There are innumerable examples of managers, coaches or catchers using humor to diffuse a tense situation.

Twins coach Rick Stelmaszek, a former catcher, used to startle his pitchers by telling them, "The moon is made of green cheese," and then returning to the plate.

Pitching coach Billy Connors once went out in the 1980 World Series and said to visibly nervous pitcher Renie Martin, "I have one thing to say to you, young man: I love you."

Art Fowler, acting as an emissary for fiery manager Billy Martin, would tell struggling pitchers, "Whatever you're doing, you'd better cut it out, because you're ticking off Billy."
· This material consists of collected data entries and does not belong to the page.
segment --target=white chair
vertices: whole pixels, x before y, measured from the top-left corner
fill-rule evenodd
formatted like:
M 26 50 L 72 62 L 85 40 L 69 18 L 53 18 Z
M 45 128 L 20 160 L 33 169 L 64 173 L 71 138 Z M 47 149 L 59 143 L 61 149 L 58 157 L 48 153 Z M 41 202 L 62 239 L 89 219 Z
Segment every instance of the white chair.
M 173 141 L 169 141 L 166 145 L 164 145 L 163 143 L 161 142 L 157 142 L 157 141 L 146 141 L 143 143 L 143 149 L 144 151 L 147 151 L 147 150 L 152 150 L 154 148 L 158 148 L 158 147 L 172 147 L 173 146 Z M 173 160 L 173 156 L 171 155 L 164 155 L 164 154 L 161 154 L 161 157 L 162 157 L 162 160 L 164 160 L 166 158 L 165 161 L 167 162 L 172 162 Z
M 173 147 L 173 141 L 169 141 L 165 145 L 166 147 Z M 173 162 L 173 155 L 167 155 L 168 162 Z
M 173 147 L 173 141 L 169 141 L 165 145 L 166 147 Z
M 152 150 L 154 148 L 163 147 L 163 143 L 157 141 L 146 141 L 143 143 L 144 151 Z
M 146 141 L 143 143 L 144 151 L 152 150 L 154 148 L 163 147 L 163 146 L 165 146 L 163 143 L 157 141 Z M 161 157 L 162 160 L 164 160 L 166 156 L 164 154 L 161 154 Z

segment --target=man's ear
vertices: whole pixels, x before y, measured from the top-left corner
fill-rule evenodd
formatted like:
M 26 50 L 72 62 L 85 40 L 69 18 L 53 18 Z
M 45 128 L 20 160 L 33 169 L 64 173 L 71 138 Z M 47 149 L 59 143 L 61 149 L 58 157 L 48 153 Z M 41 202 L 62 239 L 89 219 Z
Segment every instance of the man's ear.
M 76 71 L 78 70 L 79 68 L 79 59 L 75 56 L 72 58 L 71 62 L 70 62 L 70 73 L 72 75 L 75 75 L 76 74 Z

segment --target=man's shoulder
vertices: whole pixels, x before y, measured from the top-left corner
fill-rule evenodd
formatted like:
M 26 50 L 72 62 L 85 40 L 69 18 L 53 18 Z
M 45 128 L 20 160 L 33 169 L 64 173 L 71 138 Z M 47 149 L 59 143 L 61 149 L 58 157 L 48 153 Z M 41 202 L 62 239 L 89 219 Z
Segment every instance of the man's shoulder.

And former A's catcher Ron Hassey, the Mariners' bench coach, went out to the mound in a tight game to speak to Oakland rookie pitcher Todd Burns, who had just been called up hours earlier.

"Who are you?" Hassey asked him.

10) Misery loves company

Ex-Dodgers pitcher Burt Hooton once was advised on what pitch to throw by his pitching coach, Red Adams. The batter hit a three-run home run. A furious Hooton returned to the bench, and sat next to Adams. The opposing pitcher got into a jam the next inning, putting two runners on base, causing his own pitching coach to trot to the mound.

Hooton yelled out, "Tell him the same thing Red told me!"